Less is actually more
Published 11:28 am Wednesday, March 27, 2019
I was watching a video the other day on the proper way to shine dress shoes. I wear mine a bunch and they always seem to get scuffed up. The man doing the video as he explained how to apply conditioner, polish, and wax kept using the phrase “less is more.” After a while, he began to bug me. I don’t know if it was the way he said it, or that it was in direct contrast to what I/ we think of as beneficial in our lives. We aren’t told that less is better. We are told that more is good and the more you can get the better off you will be. Right? At least that’s what our culture conjures up.
I think scripture is clear, as far as faith goes, that “faith without works is dead,” and also that “we are saved by God’s grace, not by the works of our hands.” I wonder then why it is that so many of us believe that it is what we do and how many people we help that will get us to heaven. I think we need to peek into the perspective of the heart. Do we do what we do so that we can get to heaven? Or do we live the way we live because the love of Christ motivates us to do as we love others? There is a difference. One is “getting it done” because we think it’s a box we can check to help us feel better and somehow think we can justify our faith accordingly. The other is “just doing it” because we cannot do anything else. It is the result of who resides in us and guides our lives. The byproduct of living out of this perspective is that by God’s grace we may be granted access to His presence for all eternity (which we call heaven), but that is not the reason we live this way. We live this way because as followers of Jesus we cannot faithfully live any other way.

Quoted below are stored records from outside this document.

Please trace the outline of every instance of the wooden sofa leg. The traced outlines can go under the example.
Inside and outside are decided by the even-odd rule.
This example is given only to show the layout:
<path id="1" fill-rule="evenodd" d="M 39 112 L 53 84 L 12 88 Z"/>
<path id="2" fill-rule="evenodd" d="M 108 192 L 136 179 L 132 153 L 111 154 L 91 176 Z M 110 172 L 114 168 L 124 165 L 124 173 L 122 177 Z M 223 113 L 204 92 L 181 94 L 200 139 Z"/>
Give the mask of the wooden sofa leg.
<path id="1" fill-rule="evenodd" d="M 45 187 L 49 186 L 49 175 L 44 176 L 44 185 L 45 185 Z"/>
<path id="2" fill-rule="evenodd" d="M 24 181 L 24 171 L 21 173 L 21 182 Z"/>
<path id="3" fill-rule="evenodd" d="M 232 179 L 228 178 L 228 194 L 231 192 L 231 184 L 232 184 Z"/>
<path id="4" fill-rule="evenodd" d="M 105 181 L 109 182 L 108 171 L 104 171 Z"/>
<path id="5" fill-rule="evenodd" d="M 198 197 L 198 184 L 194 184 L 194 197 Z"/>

What performance standards are you attempting to achieve? How many more boxes do you have to get checked before God gives you a good evaluation? Perhaps we need to change our perspectives on what faithful performance looks like. It might just be that as we follow Jesus authentically, we discover that — less is actually more. More real. More generous. Move loving. May we all trust in God’s grace in such a way as to live out our faith — because of who we are and not where we hope we’re gonna go.